China’s giant tech company Baidu, has surpassed both Microsoft and Google when it comes to AI and language learning. The company, which is sometimes referred to as China’s Google, achieved the highest ever score in the General Language Understanding Evaluation (Glue), which is widely considered to be the benchmark for AI language understanding. It consists of nine different tests for things like picking out the names of people in a sentence, and figuring out what a pronoun like “it” refers to when there are multiple potential options. The average person scores about 87 points out of a hundred on the Glue scale—Baidu is the first to score over 90. The company used it’s own AI language model, called ERNIE (which stands for “Enhanced Representation through kNowledge IntEgration”).
According to Karen Hao of MIT Technology Review, what’s notable about Baidu’s achievement is that it illustrates how AI research benefits from a diversity of contributors. Baidu’s researchers developed a technique with Ernie that was specifically for Chinese. This proved, however, to make it better at understanding English as well.
Baidu’s ERNIE was modeled after Google’s BERT (Bidirectional Encoder Representations from Transformers), which was created in 2018. Before BERT, natural language models had much lower capabilities, and could only predict words for applications like Autocomplete, but couldn’t sustain a train of thought. When BERT came along, it considered the context before and after a word at once, making it bidirectional and able to but each word in it’s complete context.

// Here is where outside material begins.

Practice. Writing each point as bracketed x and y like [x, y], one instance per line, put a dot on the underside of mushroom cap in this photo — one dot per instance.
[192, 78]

The Baidu researchers took this idea further, and trained ERNIE to predict sets of missing words, which is essential for understanding Chinese, in which individual words rarely work alone. While BERT specialized in predicting words, ERNIE was able to predict phrases. This ability had great crossover into English, making it able to predict entire sets of words. Just as Chinese, English has words that have different meanings depending on their contexts.
“When we first started this work, we were thinking specifically about certain characteristics of the Chinese language,” says Hao Tian, the chief architect of Baidu Research. “But we quickly discovered that it was applicable beyond that.”